Saving checkpoint shards:   0%|          | 0/2 [00:00<?, ?it/s]

In [25]:
def generate_response(user_prompt: str, system_prompt: Optional[str] = None) -> str:
    if system_prompt:
        messages = [
            {"role": "system", "content": system_prompt},
            {"role": "user", "content": user_prompt}
        ]
    else:
        messages = [
            {"role": "user", "content": user_prompt}
        ]
    text = tokenizer.apply_chat_template(
        messages,
        tokenize=False,
        add_generation_prompt=True,
    )
    model_inputs = tokenizer([text], return_tensors="pt").to(model.device)

    # conduct text completion
    generated_ids = model.generate(
        **model_inputs,
        max_new_tokens=16384
    )
    output_ids = generated_ids[0][len(model_inputs.input_ids[0]):].tolist()

    # conduct text completion
    generated_ids = model.generate(
        **model_inputs,
        max_new_tokens=16384
    )
    output_ids = generated_ids[0][len(model_inputs.input_ids[0]):].tolist()
    content = tokenizer.decode(output_ids, skip_special_tokens=True)
    return content

In [27]:
prompt = "Give me a short introduction to large language models."
content = generate_response(prompt)
print("content:", content)

content: Large language models (LLMs) are artificial intelligence systems trained on vast amounts of text data from the internet, books, articles, and other sources. These models learn to understand and generate human-like language by identifying patterns in how words and sentences are used. Using deep learning techniques—particularly transformer architectures—LLMs can perform a wide range of tasks, such as answering questions, writing stories, coding, summarizing text, and translating languages. Their ability to generate coherent and contextually relevant responses makes them powerful tools in natural language processing. Examples include models like GPT-3, BERT, and Llama. While highly capable, they still require careful use to avoid inaccuracies, biases, or misinformation.


# Part 1: Adding a principle into the system prompt.

In [28]:
def create_principle_prompt(principles: List[str]) -> str:
    prompt = """
    You are the personal AI assistant to a person who uses the following
    personal principles to guide their decision making.
    [
    """
    for n, principle in enumerate(principles):
        prompt += f"{n}. {principle}\n"
    prompt += """
    ]
    Carefully follow these principles when completing tasks and generating responses
    as if you were this person. Don't explicitly reference the principles.
    """
    return prompt


In [30]:
minimalist_principle = "Acquire minimal material goods."
collector_principle = "Surround yourself with things you love."
question_one = "Should I keep a box of books I never read?"
minimalist_response = generate_response(
    user_prompt = question_one,
    system_prompt = create_principle_prompt([minimalist_principle])
)
collector_response = generate_response(
    user_prompt = question_one,
    system_prompt = create_principle_prompt([collector_principle])
)
print("minimalist response:", minimalist_response)
print("collector response:", collector_response)

minimalist response: If the box of books is taking up space you could use for something more meaningful—like time, a simpler living environment, or a project you care about—then it might be worth letting go.
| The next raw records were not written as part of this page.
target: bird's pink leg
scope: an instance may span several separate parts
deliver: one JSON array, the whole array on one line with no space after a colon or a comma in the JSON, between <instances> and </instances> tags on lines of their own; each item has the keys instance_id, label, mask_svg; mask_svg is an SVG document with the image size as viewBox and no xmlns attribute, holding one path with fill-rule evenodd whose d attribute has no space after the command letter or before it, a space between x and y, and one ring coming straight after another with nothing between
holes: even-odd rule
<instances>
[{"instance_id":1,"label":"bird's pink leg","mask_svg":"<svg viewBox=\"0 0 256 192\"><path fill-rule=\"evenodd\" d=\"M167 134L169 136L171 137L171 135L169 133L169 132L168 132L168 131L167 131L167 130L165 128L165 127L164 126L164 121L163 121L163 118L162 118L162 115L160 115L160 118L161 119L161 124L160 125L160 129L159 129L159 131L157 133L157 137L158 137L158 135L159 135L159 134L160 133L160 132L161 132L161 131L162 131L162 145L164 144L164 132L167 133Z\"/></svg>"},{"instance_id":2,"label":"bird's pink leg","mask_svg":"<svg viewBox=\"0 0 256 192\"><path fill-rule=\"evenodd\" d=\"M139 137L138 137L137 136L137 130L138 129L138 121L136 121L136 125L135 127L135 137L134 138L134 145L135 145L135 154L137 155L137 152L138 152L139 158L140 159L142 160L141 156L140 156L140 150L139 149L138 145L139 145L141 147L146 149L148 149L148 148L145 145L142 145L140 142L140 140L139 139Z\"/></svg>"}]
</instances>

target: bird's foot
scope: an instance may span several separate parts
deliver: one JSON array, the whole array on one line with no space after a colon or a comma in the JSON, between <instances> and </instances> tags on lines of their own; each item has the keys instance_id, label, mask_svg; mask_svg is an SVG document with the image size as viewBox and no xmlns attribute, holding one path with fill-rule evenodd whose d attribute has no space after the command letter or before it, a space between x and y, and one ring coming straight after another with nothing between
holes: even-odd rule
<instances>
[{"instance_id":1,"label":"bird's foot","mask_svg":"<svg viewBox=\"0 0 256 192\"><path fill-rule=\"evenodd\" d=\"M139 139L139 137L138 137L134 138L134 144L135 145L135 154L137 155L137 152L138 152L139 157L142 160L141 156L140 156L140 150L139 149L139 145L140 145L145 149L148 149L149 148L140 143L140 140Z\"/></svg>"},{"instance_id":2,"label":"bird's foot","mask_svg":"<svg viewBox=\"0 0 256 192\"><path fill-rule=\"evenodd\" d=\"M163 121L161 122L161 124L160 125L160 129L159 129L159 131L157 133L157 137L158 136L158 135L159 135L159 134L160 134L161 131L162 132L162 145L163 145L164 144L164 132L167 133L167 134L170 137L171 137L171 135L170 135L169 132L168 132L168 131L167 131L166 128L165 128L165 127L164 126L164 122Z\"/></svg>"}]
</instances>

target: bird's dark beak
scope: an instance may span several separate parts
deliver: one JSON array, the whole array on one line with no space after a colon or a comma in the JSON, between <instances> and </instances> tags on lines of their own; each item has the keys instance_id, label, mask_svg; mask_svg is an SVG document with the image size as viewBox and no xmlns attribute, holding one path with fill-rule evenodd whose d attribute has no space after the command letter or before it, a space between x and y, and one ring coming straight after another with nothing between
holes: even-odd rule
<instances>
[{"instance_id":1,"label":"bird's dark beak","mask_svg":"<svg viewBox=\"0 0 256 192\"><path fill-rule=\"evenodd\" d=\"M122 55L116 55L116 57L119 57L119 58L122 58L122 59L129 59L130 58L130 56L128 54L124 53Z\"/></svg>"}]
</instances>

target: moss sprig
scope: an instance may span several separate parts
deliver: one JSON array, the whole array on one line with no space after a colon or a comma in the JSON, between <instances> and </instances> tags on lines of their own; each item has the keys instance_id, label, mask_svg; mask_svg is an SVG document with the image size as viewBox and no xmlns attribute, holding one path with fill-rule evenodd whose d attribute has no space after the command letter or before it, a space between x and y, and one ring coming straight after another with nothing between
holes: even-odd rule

Books you’ve never read don’t add value to your life in a way that’s active or useful. If you’re not reading them, they’re not serving you.  

You could consider donating them to a library or a community center, or simply putting them in a place where they won’t distract from your present. Less clutter means more space for what truly matters.
collector response: If the books bring you joy, comfort, or a sense of connection—whether through their stories, the way they feel in your hands, or the memories they hold—then yes, keep them. They’re not just objects; they’re part of your journey, and sometimes, the things we don’t read are still meaningful because of what they represent. Keep the ones that speak to you, even if you haven’t opened them yet.